Вот каким образом я оказался в два часа на площади Согласия, у начала авеню Елисейских Полей. Я был с двумя приятелями, Биреттом и Дежеларом. В рабочих костюмах. Для первого визита мы не хотели поражать. Мы пришли запросто, в каскетке и блузе.
Мы условились: никаких шествий, наоборот, избегать даже маленьких скоплений, чтобы не привлекать к себе внимание полиции. К двум часам нужно было по одиночке собраться на площади Согласия, все равно как: в метро, в омнибусе, пешком; затем, не дожидаясь никакого сигнала, двинуться по авеню самым мирным образом. Что вы можете возразить на это? Всякий волен прогуливаться по Елисейским Полям. Правда, мы не были очень шикарны; но ведь фрак необязателен.
Полиции было немного. Было еще свежо воспоминание о прошлогодней схватке: поэтому продолжали опасаться какого-нибудь массового выступления. С другой стороны, не хотели наводить панику на шикарные кварталы. Осадное положение на Елиссйских Полях произвело бы плачевное впечатление. Это хорошо для предместий. Наконец, у полиции не доставало осведомленности или ей так казалось. "Простая прогулка?" Это было подозрительно. Прогулка могла прикрывать собою бог знает что.

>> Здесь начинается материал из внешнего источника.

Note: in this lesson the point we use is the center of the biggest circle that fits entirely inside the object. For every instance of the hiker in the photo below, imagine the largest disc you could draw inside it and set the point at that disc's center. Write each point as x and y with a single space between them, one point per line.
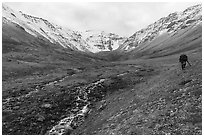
183 59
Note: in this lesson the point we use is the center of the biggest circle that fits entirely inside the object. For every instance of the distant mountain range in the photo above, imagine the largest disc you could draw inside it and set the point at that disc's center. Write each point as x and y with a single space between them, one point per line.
96 41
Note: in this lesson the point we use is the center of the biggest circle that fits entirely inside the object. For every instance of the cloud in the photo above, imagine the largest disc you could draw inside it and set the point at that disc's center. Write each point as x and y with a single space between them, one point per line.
123 18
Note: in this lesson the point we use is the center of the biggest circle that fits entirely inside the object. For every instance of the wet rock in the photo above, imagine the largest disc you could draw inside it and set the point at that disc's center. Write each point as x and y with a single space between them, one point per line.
40 118
47 105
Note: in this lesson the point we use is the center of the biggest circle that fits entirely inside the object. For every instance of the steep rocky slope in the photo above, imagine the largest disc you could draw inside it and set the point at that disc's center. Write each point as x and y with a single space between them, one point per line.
44 29
103 41
165 27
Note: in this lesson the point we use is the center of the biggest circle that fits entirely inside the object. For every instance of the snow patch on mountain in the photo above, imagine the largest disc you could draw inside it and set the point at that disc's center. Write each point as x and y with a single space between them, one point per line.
171 24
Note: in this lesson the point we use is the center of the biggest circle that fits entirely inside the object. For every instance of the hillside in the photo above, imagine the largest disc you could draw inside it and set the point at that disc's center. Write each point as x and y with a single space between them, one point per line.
165 27
52 83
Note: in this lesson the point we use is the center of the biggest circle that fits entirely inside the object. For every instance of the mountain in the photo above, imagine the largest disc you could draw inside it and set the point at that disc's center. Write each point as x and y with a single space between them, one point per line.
89 41
165 28
102 41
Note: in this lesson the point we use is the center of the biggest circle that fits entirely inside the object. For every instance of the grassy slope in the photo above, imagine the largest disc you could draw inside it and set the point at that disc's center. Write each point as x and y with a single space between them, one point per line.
154 98
167 103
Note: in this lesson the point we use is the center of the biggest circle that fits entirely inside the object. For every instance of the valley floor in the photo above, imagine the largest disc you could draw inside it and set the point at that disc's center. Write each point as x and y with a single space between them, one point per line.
144 96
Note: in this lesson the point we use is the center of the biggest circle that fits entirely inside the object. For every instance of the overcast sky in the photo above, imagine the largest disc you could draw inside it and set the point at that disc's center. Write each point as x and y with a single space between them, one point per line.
117 17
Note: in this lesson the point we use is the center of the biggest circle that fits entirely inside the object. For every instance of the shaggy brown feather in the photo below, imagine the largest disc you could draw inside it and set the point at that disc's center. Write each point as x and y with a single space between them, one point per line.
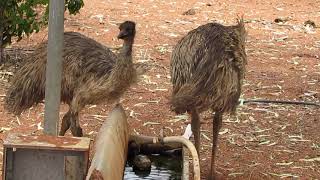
91 74
207 70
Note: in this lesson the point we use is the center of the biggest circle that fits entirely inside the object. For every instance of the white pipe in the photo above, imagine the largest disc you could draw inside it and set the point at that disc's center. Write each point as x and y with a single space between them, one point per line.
192 149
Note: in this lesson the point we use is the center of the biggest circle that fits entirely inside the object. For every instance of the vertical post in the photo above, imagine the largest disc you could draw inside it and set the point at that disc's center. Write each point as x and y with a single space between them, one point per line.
54 66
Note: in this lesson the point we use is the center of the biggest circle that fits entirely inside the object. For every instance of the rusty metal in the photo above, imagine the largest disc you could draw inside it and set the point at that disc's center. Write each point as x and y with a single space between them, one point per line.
173 139
45 157
111 147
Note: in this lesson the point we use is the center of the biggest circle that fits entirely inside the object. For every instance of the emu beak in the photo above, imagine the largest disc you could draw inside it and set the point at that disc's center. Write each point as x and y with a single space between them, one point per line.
122 34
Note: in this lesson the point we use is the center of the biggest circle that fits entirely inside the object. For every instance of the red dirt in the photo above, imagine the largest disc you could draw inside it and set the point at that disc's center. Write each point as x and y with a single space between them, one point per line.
262 141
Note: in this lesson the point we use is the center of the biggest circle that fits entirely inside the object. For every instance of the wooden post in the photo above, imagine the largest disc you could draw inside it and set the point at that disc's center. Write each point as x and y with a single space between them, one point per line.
54 67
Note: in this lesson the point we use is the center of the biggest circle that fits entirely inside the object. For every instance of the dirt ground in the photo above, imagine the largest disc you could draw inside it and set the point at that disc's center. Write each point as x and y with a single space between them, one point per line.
263 141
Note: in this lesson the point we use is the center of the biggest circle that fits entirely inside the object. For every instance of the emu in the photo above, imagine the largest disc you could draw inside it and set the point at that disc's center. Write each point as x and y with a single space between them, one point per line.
91 74
207 70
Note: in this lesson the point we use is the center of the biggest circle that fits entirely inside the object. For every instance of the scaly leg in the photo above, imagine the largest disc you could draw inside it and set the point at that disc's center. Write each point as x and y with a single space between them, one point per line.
195 127
217 122
76 130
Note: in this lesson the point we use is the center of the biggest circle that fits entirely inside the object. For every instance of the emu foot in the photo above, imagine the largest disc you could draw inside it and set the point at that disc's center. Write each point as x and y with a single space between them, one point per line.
77 132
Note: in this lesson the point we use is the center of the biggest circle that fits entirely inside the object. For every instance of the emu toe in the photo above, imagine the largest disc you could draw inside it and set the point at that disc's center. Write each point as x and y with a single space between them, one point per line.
77 131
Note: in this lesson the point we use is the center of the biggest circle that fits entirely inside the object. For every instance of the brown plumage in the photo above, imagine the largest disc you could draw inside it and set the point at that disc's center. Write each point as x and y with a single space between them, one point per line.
207 70
91 74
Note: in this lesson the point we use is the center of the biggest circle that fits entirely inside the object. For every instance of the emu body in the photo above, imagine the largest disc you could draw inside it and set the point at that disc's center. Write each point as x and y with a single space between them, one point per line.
91 74
207 70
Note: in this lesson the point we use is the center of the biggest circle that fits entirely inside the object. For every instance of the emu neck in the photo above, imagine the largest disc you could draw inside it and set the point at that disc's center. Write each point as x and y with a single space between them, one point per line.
127 47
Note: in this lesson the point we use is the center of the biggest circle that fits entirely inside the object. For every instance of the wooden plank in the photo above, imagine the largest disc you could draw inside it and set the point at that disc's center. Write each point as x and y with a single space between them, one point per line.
54 67
111 147
47 142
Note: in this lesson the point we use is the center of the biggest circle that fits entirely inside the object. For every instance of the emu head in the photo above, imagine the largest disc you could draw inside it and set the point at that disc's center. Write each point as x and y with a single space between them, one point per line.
127 30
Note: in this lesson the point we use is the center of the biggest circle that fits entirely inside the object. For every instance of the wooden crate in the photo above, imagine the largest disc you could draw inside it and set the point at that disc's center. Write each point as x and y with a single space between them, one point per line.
45 157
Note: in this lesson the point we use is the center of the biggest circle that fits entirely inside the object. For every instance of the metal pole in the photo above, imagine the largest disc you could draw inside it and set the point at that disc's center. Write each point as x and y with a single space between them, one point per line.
54 66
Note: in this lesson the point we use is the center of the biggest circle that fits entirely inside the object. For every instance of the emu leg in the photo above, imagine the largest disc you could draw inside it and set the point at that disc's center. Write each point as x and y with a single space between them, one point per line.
217 121
195 127
76 130
65 124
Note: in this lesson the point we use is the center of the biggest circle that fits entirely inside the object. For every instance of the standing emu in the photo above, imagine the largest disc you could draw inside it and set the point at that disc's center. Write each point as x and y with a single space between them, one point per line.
207 70
91 74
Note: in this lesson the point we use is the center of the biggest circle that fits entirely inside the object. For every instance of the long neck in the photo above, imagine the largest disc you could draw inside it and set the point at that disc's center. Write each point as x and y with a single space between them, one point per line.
127 47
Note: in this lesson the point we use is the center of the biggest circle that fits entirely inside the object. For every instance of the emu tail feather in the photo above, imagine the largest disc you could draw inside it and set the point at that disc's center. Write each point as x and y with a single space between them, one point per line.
184 100
27 89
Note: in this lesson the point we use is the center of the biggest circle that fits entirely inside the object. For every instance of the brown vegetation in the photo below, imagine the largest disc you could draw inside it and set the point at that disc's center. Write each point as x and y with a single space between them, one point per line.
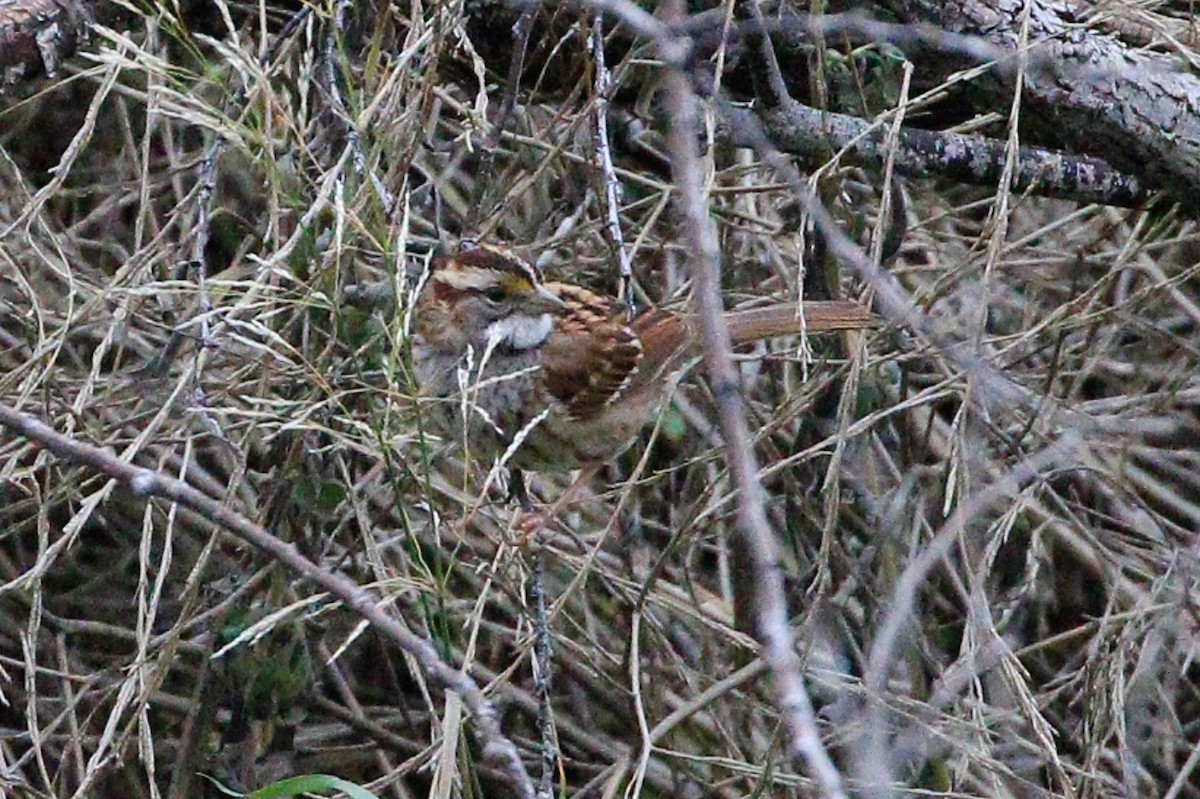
985 511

Что же придумал Лепин? Он сосредоточил невидимые резервы по соседству, во дворах министерств и казарм. Но на виду не было почти никакой охраны. Ни отдельных постов, ни цепей. По какой-то случайности множество шпиков тоже почувствовали потребность прогуляться по одиночке под сенью Елисейских Полей. Они расхаживали между группами деревьев с мечтательным видом, как влюбленные. Многе были в штатском.
За исключением этих мелочей авеню сохраняла свой обычный вид. Богатые не читают наших газет, а буржуазные листки не сообщили ничего определенного. Они были далеки от предположения, что это произойдет у них, на их улицах, в их городе. Это до такой степени противоречит принятым обыкновениям!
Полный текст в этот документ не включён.